World War I was a real cultural teeter-totter point for Americans with German ancestry. As the conflict unfolded in Europe between 1914 and 1918, more Americans sympathized with the Allies (led by Britain, France and Russia) and less with Central Powers (topped by German and Austro-Hungarian empires). This culminated with the United States entering into the war in 1917 on the Allied side.
Those without a side
Stuck in the middle was the largest ethnic group in the US, the German-Americans. They were most commonly descendants of a “First Wave” of immigrants from German-speaking lands who had come across the Atlantic before the American Revolution.
When put together with the many “Second Wavers” (and their descendants) who came in the nineteenth and early twentieth centuries, there were millions of German ethnics in America when World War I began. Many of these German ethnics still read German-language newspapers. They spoke German in their households.

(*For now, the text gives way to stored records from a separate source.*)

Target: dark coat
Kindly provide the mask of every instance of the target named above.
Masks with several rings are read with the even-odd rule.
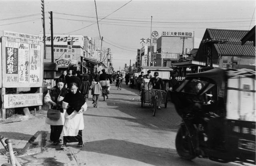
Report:
[[[70,77],[68,80],[68,86],[70,83],[76,83],[77,85],[77,87],[78,89],[80,89],[81,87],[81,79],[80,78],[77,77],[73,75],[71,77]]]
[[[154,77],[150,79],[149,83],[148,85],[148,88],[150,88],[150,86],[152,85],[152,89],[158,90],[163,90],[164,88],[164,85],[162,80],[162,78],[158,77],[156,79]]]
[[[100,81],[104,80],[109,80],[110,83],[112,83],[112,80],[110,75],[106,73],[103,73],[100,75]]]

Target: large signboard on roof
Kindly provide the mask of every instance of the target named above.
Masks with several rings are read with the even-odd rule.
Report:
[[[174,36],[174,37],[193,37],[193,33],[188,32],[176,31],[163,31],[162,36]]]
[[[1,87],[42,87],[44,46],[41,39],[39,36],[4,31]]]
[[[46,34],[45,35],[46,44],[48,45],[52,45],[51,34]],[[43,37],[42,36],[42,41],[43,41]],[[82,48],[84,47],[84,36],[82,35],[54,34],[53,44],[54,45],[70,45],[80,46]]]

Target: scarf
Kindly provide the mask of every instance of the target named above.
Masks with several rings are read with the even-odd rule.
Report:
[[[70,106],[67,109],[67,113],[69,115],[75,110],[78,112],[85,103],[84,97],[78,90],[75,94],[69,92],[63,99],[63,101],[68,103]]]
[[[49,93],[52,100],[57,104],[57,107],[53,107],[52,109],[60,110],[61,113],[63,113],[63,109],[62,108],[62,101],[58,101],[58,98],[59,95],[65,97],[66,95],[68,93],[67,89],[64,87],[60,90],[58,88],[57,85],[56,85],[50,90]]]

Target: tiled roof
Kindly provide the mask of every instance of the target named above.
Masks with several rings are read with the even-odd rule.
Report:
[[[255,48],[252,44],[227,42],[214,44],[218,54],[255,56]]]
[[[243,38],[249,31],[245,30],[221,30],[218,29],[206,29],[211,38],[220,39],[228,39],[230,42],[241,43]]]
[[[197,51],[198,50],[198,48],[193,48],[192,49],[191,51],[190,51],[189,53],[187,53],[187,54],[192,55],[194,54],[194,53],[196,53]]]
[[[252,42],[248,42],[244,45],[241,45],[241,40],[249,31],[207,29],[206,31],[210,38],[228,40],[226,43],[214,44],[218,54],[255,55],[255,48]]]

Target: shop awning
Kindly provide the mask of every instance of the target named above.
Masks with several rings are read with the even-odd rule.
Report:
[[[85,61],[86,62],[89,62],[90,63],[93,64],[95,65],[98,64],[99,65],[102,65],[105,67],[106,67],[106,65],[104,64],[104,63],[102,63],[100,61],[98,61],[98,60],[96,60],[94,59],[90,58],[89,57],[84,57],[82,56],[81,56],[82,58],[83,61]]]
[[[174,66],[179,67],[186,67],[192,66],[205,66],[205,62],[197,61],[187,61],[183,62],[174,63]],[[213,64],[212,66],[214,67],[218,67],[219,65],[218,64]]]

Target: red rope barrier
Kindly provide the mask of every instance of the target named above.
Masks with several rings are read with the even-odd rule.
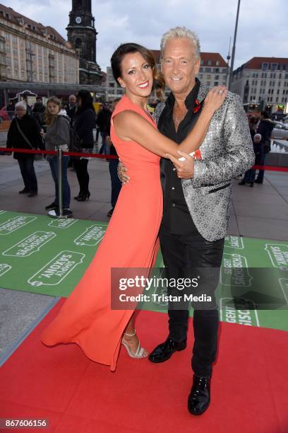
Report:
[[[15,149],[8,147],[0,147],[0,151],[4,152],[17,152],[20,154],[44,154],[45,155],[56,155],[56,151],[44,151],[32,149]],[[118,159],[115,155],[100,155],[100,154],[84,154],[82,152],[63,152],[64,156],[84,156],[86,158],[100,158],[102,159]],[[283,171],[288,172],[288,167],[277,167],[276,166],[253,166],[254,170],[268,170],[269,171]]]
[[[0,147],[0,151],[17,152],[18,154],[43,154],[44,155],[56,155],[56,151],[44,151],[34,149],[16,149],[14,147]],[[84,154],[83,152],[63,152],[64,156],[84,156],[85,158],[100,158],[104,159],[118,159],[115,155],[100,155],[100,154]]]

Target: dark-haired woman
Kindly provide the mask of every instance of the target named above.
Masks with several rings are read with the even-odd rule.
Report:
[[[90,154],[94,145],[93,128],[95,127],[96,115],[92,96],[88,91],[81,90],[77,95],[77,110],[73,122],[73,139],[79,151]],[[87,169],[89,157],[73,158],[73,166],[79,183],[79,194],[74,197],[78,202],[89,200],[89,174]]]
[[[148,355],[134,328],[136,304],[125,302],[126,290],[121,287],[124,291],[119,292],[119,283],[125,286],[127,279],[122,277],[133,275],[130,268],[149,270],[157,252],[162,214],[160,159],[167,154],[178,158],[179,148],[187,153],[198,149],[226,92],[210,92],[193,131],[177,145],[157,131],[147,110],[155,80],[162,82],[151,53],[137,44],[124,44],[114,53],[112,66],[126,94],[113,112],[110,137],[130,181],[121,188],[91,264],[42,340],[47,345],[76,342],[89,358],[114,370],[121,342],[133,358]],[[113,268],[124,268],[118,285],[112,285]],[[143,289],[137,292],[134,287],[130,294]]]

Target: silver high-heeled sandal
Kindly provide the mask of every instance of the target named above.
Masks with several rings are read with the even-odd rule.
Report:
[[[124,333],[124,335],[127,335],[127,337],[133,337],[136,334],[136,330],[134,330],[133,334],[127,334],[127,333]],[[127,343],[125,341],[124,341],[123,338],[122,338],[121,342],[122,342],[122,345],[124,346],[125,349],[127,350],[128,354],[131,358],[135,358],[135,359],[145,358],[149,354],[147,350],[144,349],[144,347],[140,347],[140,341],[138,342],[137,350],[135,353],[133,353],[133,352],[131,352],[131,350],[130,349],[129,346],[127,345]]]

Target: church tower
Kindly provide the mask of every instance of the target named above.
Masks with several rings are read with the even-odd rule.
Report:
[[[79,55],[80,84],[100,84],[101,69],[96,62],[95,18],[91,0],[72,0],[72,11],[66,28],[68,42]]]

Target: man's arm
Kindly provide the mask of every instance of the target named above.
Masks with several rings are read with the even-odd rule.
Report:
[[[229,102],[224,123],[225,154],[194,161],[194,187],[230,180],[250,168],[255,155],[247,116],[238,95]]]

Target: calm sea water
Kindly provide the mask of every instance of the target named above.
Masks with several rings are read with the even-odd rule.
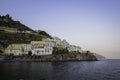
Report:
[[[0,62],[0,80],[120,80],[120,60]]]

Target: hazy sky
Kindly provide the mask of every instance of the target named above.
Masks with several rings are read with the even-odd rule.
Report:
[[[120,0],[0,0],[0,15],[7,13],[83,50],[120,59]]]

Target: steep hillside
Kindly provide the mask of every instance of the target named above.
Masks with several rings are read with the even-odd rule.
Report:
[[[0,51],[11,43],[30,43],[30,41],[52,38],[45,31],[34,31],[8,14],[0,16]]]
[[[24,24],[20,23],[19,21],[14,21],[9,14],[7,14],[6,16],[0,16],[0,27],[4,26],[4,27],[9,27],[9,28],[16,28],[17,30],[30,30],[33,31],[32,29],[30,29],[29,27],[25,26]]]

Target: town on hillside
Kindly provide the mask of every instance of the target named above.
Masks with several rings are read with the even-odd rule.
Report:
[[[52,55],[54,48],[59,50],[66,49],[69,53],[83,52],[79,46],[70,45],[66,40],[53,37],[52,39],[43,38],[42,41],[31,41],[30,44],[10,44],[5,49],[5,54],[18,56],[29,54],[31,52],[32,55]]]

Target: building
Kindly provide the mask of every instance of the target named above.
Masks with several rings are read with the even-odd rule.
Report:
[[[46,41],[31,42],[32,55],[51,55],[53,51],[53,43]]]
[[[10,55],[23,55],[28,54],[28,52],[31,50],[30,44],[10,44],[6,49],[5,53]]]
[[[79,46],[75,46],[75,45],[69,45],[68,51],[69,52],[80,52],[80,53],[82,53],[81,48]]]

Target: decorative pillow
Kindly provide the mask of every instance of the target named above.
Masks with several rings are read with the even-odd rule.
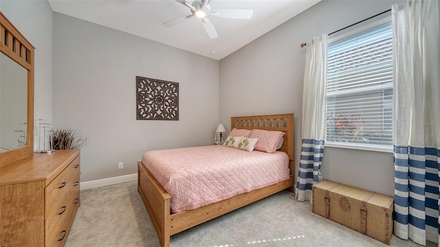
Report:
[[[278,145],[276,146],[276,150],[279,150],[280,148],[281,148],[281,146],[283,146],[283,143],[284,142],[284,137],[281,137],[281,139],[280,140],[280,142],[278,143]]]
[[[254,129],[249,137],[258,139],[256,150],[273,154],[283,135],[284,132],[281,131]]]
[[[240,142],[240,141],[241,141],[243,137],[228,137],[226,140],[225,140],[225,142],[223,143],[223,145],[234,148],[239,148],[239,143]]]
[[[231,132],[229,133],[230,137],[249,137],[250,132],[252,130],[245,130],[245,129],[237,129],[234,128]]]
[[[248,152],[252,152],[254,148],[256,146],[256,143],[258,141],[258,138],[248,138],[243,137],[239,141],[237,147],[239,149],[246,150]]]

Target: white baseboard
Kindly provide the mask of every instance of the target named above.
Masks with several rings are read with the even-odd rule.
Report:
[[[80,184],[80,189],[84,190],[96,188],[101,186],[111,185],[120,183],[135,181],[138,180],[138,174],[120,176],[117,177],[98,179],[93,181],[82,182]]]

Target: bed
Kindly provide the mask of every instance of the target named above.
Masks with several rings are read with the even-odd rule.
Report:
[[[174,234],[282,190],[288,189],[291,192],[294,192],[294,114],[234,117],[231,117],[231,129],[234,128],[247,130],[276,130],[284,132],[283,145],[277,152],[285,153],[288,158],[289,174],[286,179],[268,186],[238,193],[213,203],[199,205],[195,209],[183,210],[185,209],[184,207],[172,210],[170,203],[172,197],[170,193],[161,185],[161,183],[147,169],[147,166],[142,161],[139,161],[138,163],[138,191],[155,226],[162,247],[170,246],[170,236]],[[206,148],[214,148],[207,147]],[[240,150],[240,152],[245,152],[243,150]],[[254,152],[258,152],[258,151]],[[285,154],[284,155],[285,156]],[[144,160],[144,156],[142,160]],[[164,179],[162,177],[157,177],[157,178],[161,180]],[[165,185],[165,187],[167,185]],[[169,187],[168,190],[170,190]]]

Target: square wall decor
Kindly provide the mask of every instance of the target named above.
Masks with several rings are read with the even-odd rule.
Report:
[[[179,120],[179,83],[136,76],[136,119]]]

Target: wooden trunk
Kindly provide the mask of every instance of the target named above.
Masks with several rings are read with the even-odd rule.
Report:
[[[314,213],[390,244],[393,197],[329,180],[314,185],[312,190]]]

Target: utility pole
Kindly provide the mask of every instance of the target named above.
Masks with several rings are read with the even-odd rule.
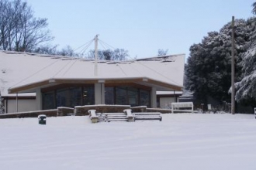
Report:
[[[234,16],[232,16],[232,50],[231,50],[231,114],[235,114],[235,87],[234,87]]]
[[[5,113],[5,106],[3,104],[4,99],[1,96],[1,91],[0,91],[0,114]]]
[[[98,76],[98,37],[99,34],[97,34],[94,39],[95,40],[95,67],[94,67],[94,75]]]

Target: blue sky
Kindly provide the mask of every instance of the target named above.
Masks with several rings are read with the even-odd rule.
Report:
[[[35,15],[48,19],[52,44],[76,49],[99,39],[126,49],[132,58],[185,53],[211,31],[252,16],[254,0],[27,0]],[[93,45],[90,49],[93,49]],[[100,49],[103,49],[99,46]]]

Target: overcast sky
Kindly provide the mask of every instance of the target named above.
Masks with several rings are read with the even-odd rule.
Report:
[[[27,0],[35,15],[48,19],[53,44],[77,49],[99,34],[132,58],[185,53],[210,31],[247,19],[254,0]],[[92,49],[93,45],[89,48]],[[99,49],[104,49],[99,46]],[[89,49],[88,49],[89,50]],[[79,52],[79,51],[77,51]]]

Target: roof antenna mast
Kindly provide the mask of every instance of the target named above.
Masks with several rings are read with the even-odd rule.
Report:
[[[99,37],[99,34],[97,34],[95,36],[95,37],[94,38],[94,41],[95,41],[95,67],[94,67],[94,75],[95,76],[98,76],[98,37]]]

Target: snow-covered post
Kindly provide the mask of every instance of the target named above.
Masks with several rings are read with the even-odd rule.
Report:
[[[4,114],[5,113],[5,106],[2,103],[3,100],[4,100],[4,99],[2,97],[1,91],[0,91],[0,114]]]
[[[232,16],[232,56],[231,56],[231,114],[235,114],[235,87],[234,87],[234,16]]]

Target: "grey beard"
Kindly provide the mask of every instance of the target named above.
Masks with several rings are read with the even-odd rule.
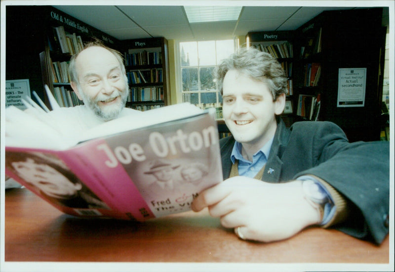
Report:
[[[127,86],[127,85],[126,85]],[[84,104],[93,111],[96,116],[103,120],[104,121],[109,121],[115,119],[118,117],[120,112],[125,107],[125,105],[127,100],[128,93],[129,89],[127,87],[125,88],[123,92],[120,94],[121,104],[117,108],[114,108],[111,111],[104,111],[98,105],[97,103],[93,100],[88,98],[85,96],[85,93],[79,89],[79,93],[82,97],[82,101]]]

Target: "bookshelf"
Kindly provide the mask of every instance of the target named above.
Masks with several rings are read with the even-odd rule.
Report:
[[[83,48],[83,43],[93,39],[122,51],[120,42],[53,7],[41,10],[45,22],[44,50],[40,53],[43,85],[47,85],[61,106],[81,104],[73,91],[68,72],[72,55]],[[44,102],[50,106],[44,94]]]
[[[293,94],[293,35],[292,31],[270,31],[249,32],[246,36],[250,46],[270,54],[281,65],[288,79],[287,96]]]
[[[250,46],[272,55],[281,65],[287,78],[288,93],[286,95],[286,110],[281,118],[289,126],[295,121],[294,116],[296,108],[294,100],[294,31],[265,31],[249,32],[246,36]]]
[[[126,106],[146,110],[170,102],[168,49],[164,37],[122,41],[129,81]]]
[[[333,122],[351,141],[380,139],[382,14],[382,8],[324,11],[295,31],[296,118]],[[317,98],[319,114],[312,118]]]

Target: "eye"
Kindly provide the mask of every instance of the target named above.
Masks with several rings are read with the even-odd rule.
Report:
[[[120,75],[119,74],[115,74],[112,75],[110,78],[113,81],[116,81],[118,80],[120,77]]]
[[[99,85],[99,79],[97,78],[93,78],[92,79],[90,79],[88,81],[88,83],[90,86],[97,86],[98,85]]]
[[[225,99],[224,100],[224,102],[227,104],[232,104],[232,103],[234,103],[236,100],[234,98],[230,97]]]
[[[261,101],[259,98],[255,97],[249,97],[247,98],[246,100],[251,104],[256,104]]]

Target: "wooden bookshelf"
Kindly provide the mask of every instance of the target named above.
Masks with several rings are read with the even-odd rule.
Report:
[[[294,104],[293,70],[295,50],[294,49],[294,31],[265,31],[249,32],[246,36],[249,45],[262,52],[266,52],[277,59],[281,64],[287,78],[288,93],[286,106],[289,110],[284,111],[281,115],[287,126],[295,121],[296,108]]]
[[[380,139],[380,71],[384,69],[385,42],[382,14],[382,8],[326,11],[295,31],[293,107],[297,118],[310,120],[298,114],[298,108],[306,106],[300,98],[318,97],[317,120],[338,124],[351,141]],[[346,85],[339,84],[340,75],[345,69],[354,72],[360,68],[366,72],[361,77],[365,83],[360,80],[359,94],[353,97],[358,88],[342,88]],[[349,104],[341,104],[338,99],[347,92]]]
[[[266,31],[249,32],[246,36],[250,46],[270,54],[281,64],[288,79],[287,96],[293,94],[293,35],[292,31]]]
[[[73,91],[68,72],[72,55],[83,48],[83,44],[93,39],[101,40],[122,51],[121,42],[115,38],[53,7],[40,10],[44,25],[44,50],[40,53],[42,84],[47,85],[61,106],[81,104]],[[44,94],[45,103],[50,108]]]
[[[146,110],[167,105],[170,102],[167,40],[158,37],[122,42],[130,90],[126,106]]]

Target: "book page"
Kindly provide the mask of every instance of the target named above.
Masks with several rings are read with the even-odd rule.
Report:
[[[143,111],[138,118],[135,116],[124,116],[106,122],[87,131],[81,136],[80,140],[88,140],[132,129],[181,119],[203,112],[203,110],[187,102],[151,109]]]

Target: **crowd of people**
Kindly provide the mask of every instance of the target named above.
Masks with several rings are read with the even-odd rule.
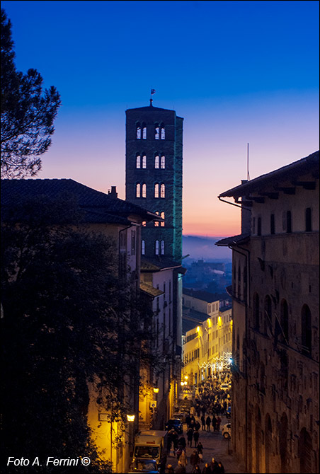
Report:
[[[168,452],[171,451],[176,457],[178,465],[173,468],[171,464],[166,466],[166,474],[185,474],[188,463],[192,467],[193,474],[224,474],[224,468],[221,461],[212,457],[210,463],[204,463],[203,446],[199,441],[200,432],[220,431],[220,415],[227,415],[230,407],[230,393],[228,388],[222,390],[221,384],[229,384],[230,375],[227,372],[219,376],[211,376],[198,387],[198,395],[190,407],[190,413],[185,417],[187,425],[186,439],[183,435],[171,429],[168,433]],[[201,420],[201,424],[195,416]],[[189,459],[186,454],[186,447],[194,447]]]
[[[208,415],[228,415],[231,405],[230,391],[229,388],[222,389],[222,385],[229,385],[231,376],[229,372],[220,372],[219,375],[210,376],[198,387],[198,395],[195,398],[195,412],[200,417],[207,412]]]

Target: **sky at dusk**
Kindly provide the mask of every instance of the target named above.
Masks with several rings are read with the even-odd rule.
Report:
[[[217,196],[319,149],[318,1],[2,1],[17,69],[62,106],[38,178],[125,199],[125,110],[184,117],[183,233],[240,232]],[[150,209],[153,211],[154,209]]]

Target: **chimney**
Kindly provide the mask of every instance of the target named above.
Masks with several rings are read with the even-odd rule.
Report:
[[[241,185],[248,183],[248,180],[241,180]],[[251,233],[251,210],[241,209],[241,234]]]
[[[111,191],[108,192],[108,195],[116,199],[118,197],[117,186],[111,186]]]

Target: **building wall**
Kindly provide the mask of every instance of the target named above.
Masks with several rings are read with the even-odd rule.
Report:
[[[249,473],[318,472],[318,181],[253,203],[250,241],[233,248],[232,438]]]

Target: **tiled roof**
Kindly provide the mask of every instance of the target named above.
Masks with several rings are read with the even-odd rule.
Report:
[[[161,270],[166,270],[167,268],[178,268],[181,267],[178,262],[174,262],[168,258],[166,258],[161,255],[159,258],[142,258],[141,259],[141,271],[142,272],[159,272]],[[181,267],[181,272],[183,273],[185,269]]]
[[[157,217],[156,214],[139,206],[71,179],[1,180],[1,206],[11,206],[13,202],[23,202],[25,198],[40,195],[52,199],[72,195],[80,208],[85,210],[86,219],[90,222],[129,224],[126,218],[135,214],[146,221]]]
[[[309,156],[302,158],[301,160],[291,163],[278,170],[271,171],[265,175],[261,175],[250,181],[247,181],[239,186],[232,187],[228,191],[224,191],[219,195],[221,197],[240,197],[251,192],[258,192],[263,187],[273,185],[279,182],[287,181],[292,179],[297,179],[299,176],[310,172],[319,173],[319,153],[314,151]]]
[[[226,237],[225,238],[222,238],[221,241],[215,242],[215,245],[218,247],[227,247],[228,245],[232,245],[233,243],[240,243],[248,239],[250,237],[248,233],[241,233],[239,236],[234,236],[233,237]]]
[[[160,296],[160,295],[164,294],[164,291],[161,291],[161,289],[154,288],[151,284],[144,283],[144,282],[140,282],[140,289],[144,293],[147,293],[150,296],[156,298],[156,296]]]

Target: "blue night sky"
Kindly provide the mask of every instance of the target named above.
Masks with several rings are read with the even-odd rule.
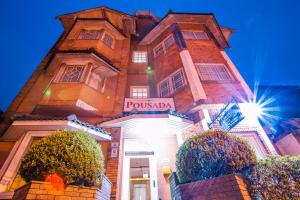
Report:
[[[55,16],[97,6],[129,14],[213,12],[236,30],[227,50],[251,88],[300,85],[299,0],[2,0],[0,108],[5,110],[63,32]],[[298,47],[298,48],[297,48]]]

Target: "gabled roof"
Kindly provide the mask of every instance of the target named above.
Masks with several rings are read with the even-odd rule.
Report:
[[[90,11],[101,10],[101,9],[109,10],[109,11],[112,11],[112,12],[115,12],[115,13],[119,13],[121,15],[127,15],[128,17],[134,17],[134,16],[132,16],[128,13],[124,13],[124,12],[121,12],[121,11],[118,11],[118,10],[115,10],[115,9],[112,9],[112,8],[108,8],[106,6],[99,6],[99,7],[96,7],[96,8],[88,8],[88,9],[84,9],[84,10],[80,10],[80,11],[75,11],[75,12],[71,12],[71,13],[58,15],[58,16],[56,16],[56,18],[60,19],[62,17],[68,16],[68,15],[76,15],[78,13],[90,12]]]
[[[120,72],[120,69],[116,67],[111,61],[106,58],[104,55],[97,52],[95,49],[86,49],[86,50],[63,50],[63,51],[56,51],[56,53],[86,53],[86,54],[94,54],[100,60],[102,60],[107,66],[109,66],[113,71]],[[51,62],[51,60],[50,60]]]
[[[76,21],[86,21],[86,20],[91,20],[91,21],[104,21],[107,22],[108,26],[110,26],[112,29],[118,32],[122,38],[126,38],[127,36],[123,33],[122,30],[120,30],[118,27],[116,27],[111,21],[109,21],[108,18],[76,18]]]
[[[84,126],[86,128],[92,129],[96,132],[103,133],[105,135],[111,135],[111,133],[105,131],[102,128],[95,127],[92,124],[89,124],[87,122],[79,120],[76,115],[69,115],[65,117],[55,117],[55,116],[45,116],[45,115],[31,115],[31,114],[20,114],[20,115],[15,115],[14,120],[18,121],[32,121],[32,120],[67,120],[70,122],[73,122],[75,124],[78,124],[80,126]]]
[[[216,39],[219,45],[223,48],[229,48],[226,38],[223,35],[223,32],[212,13],[182,13],[182,12],[168,12],[165,17],[142,39],[140,42],[141,45],[146,45],[153,42],[164,30],[170,27],[174,23],[191,22],[190,18],[199,18],[206,17],[206,21],[203,21],[210,31],[214,32],[213,34],[218,36]],[[181,20],[181,21],[180,21]],[[208,22],[212,23],[208,23]],[[214,26],[213,26],[214,25]]]

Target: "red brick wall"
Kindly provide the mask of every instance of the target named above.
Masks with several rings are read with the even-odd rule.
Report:
[[[112,183],[112,190],[111,190],[111,199],[117,199],[117,189],[121,189],[120,181],[121,181],[121,170],[122,166],[119,164],[120,160],[122,160],[122,153],[120,151],[122,145],[122,135],[120,128],[110,128],[106,129],[111,133],[112,140],[111,143],[118,143],[118,155],[117,157],[111,156],[112,146],[108,147],[108,154],[106,160],[106,173],[105,175]]]

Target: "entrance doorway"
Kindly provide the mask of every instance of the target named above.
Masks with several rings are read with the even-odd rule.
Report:
[[[157,163],[151,145],[141,139],[125,139],[122,200],[157,200]]]
[[[130,199],[150,200],[149,158],[130,158]]]

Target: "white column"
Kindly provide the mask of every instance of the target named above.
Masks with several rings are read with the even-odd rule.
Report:
[[[121,199],[129,200],[130,198],[130,188],[129,188],[129,168],[130,168],[130,157],[125,156],[125,151],[123,154],[123,172],[122,172],[122,191]]]
[[[34,137],[44,137],[52,134],[53,131],[28,131],[16,142],[0,170],[0,192],[6,192],[12,184],[20,165],[20,161],[30,146]]]
[[[253,93],[250,90],[250,88],[249,88],[248,84],[246,83],[246,81],[244,80],[244,78],[242,77],[242,75],[240,74],[240,72],[238,71],[238,69],[236,68],[236,66],[233,64],[233,62],[228,57],[228,55],[226,54],[225,51],[221,51],[221,54],[222,54],[223,58],[226,60],[228,66],[231,69],[231,71],[233,72],[234,76],[241,83],[242,88],[246,92],[247,96],[250,97],[250,98],[252,98],[253,97]]]
[[[207,99],[190,52],[186,49],[182,50],[180,52],[180,58],[192,91],[194,101],[196,102],[200,99]]]
[[[158,199],[157,167],[155,156],[149,156],[151,200]],[[154,186],[155,183],[155,186]]]

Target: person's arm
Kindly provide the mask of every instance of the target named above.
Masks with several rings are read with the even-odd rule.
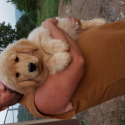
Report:
[[[46,24],[47,25],[46,25]],[[84,73],[84,59],[78,47],[65,32],[51,19],[43,24],[53,38],[62,39],[70,44],[72,63],[62,72],[49,76],[35,94],[35,105],[44,114],[57,115],[72,110],[71,97]]]

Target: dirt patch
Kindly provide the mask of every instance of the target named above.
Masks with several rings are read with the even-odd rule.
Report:
[[[107,21],[125,20],[125,0],[72,0],[59,4],[60,17],[88,20],[102,17]],[[114,90],[115,91],[115,90]],[[125,125],[125,96],[90,108],[76,115],[83,125]]]

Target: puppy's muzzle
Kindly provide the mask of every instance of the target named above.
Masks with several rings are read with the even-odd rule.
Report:
[[[29,63],[28,64],[28,71],[33,72],[36,70],[36,65],[34,63]]]

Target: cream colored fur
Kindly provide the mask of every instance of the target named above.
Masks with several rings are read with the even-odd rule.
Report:
[[[105,24],[101,18],[89,21],[81,20],[81,27],[73,28],[68,19],[58,19],[58,26],[76,39],[76,30]],[[75,25],[75,24],[73,24]],[[62,40],[52,39],[50,32],[38,27],[34,29],[27,39],[21,39],[9,45],[0,54],[0,80],[9,88],[27,94],[35,89],[50,74],[65,69],[71,62],[68,52],[69,45]],[[33,64],[33,66],[29,64]]]

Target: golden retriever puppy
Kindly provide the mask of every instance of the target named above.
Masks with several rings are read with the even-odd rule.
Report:
[[[58,26],[72,38],[78,37],[76,29],[89,29],[105,24],[104,19],[81,20],[81,27],[72,28],[69,19],[58,19]],[[34,29],[27,39],[9,45],[0,54],[0,80],[9,88],[23,94],[35,89],[50,74],[65,69],[71,62],[69,45],[52,39],[50,32],[41,27]]]

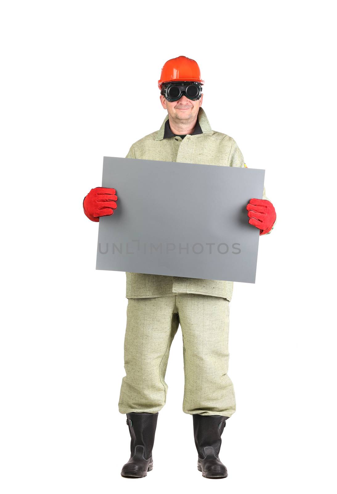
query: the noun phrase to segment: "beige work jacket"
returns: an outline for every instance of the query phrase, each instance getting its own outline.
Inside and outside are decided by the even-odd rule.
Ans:
[[[163,139],[165,123],[168,119],[168,115],[159,131],[146,135],[132,144],[125,158],[223,166],[244,166],[243,156],[235,141],[229,135],[212,130],[202,107],[198,113],[202,134],[187,134],[184,139],[174,136]],[[263,199],[267,199],[264,189]],[[127,298],[200,293],[230,300],[232,291],[231,281],[126,273]]]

They listened to sermons preached in German from their church pulpits and had their congregational records such as baptisms recorded in German.
The war on German
All this started changing quickly upon the US entry into the war. In order to “prove” their allegiance, many ethnic German churches started having services in English. Many of the German-language newspapers that were setting circulation and advertising records went into swift decline. There were burnings of German-language books. High schools that no longer offered it as a foreign language option. Names of public places were changed to eliminate those memorializing Germans.
What affect might all these shifts have on those doing genealogy searches for German ancestry? Here are a few things to look for:
- Because of the decline of German-language newspapers, they become less and less of a priority for research after World War I. Up until this point, such newspapers should always be checked. German town names are likely to be rendered with no or less butchering than English-language newspapers.
- Since this is the point that ethnic German churches often began keeping their record books in English, the congregations often began keeping new physical record books at this time. There’s an upside to this: Most of the German-language church registers were kept in the German cursive script handwriting. The conversion to English means the handwriting will often be easier to read.
- For those lucky enough to have personal family papers such as letters that have been preserved, more and more of these will be in English. The caveat here is that depending on the education level and ability to function between languages of the particular individual, spellings in personal papers may reflect German or English phonetics – or some combination of both.
Always a valuable skill
The bottom line for those seeking German ancestors is that foreign language skills are usually less necessary as time moves closer to the present day. However, since our goals are usually to move further into the past, realize that learning German will always be an asset!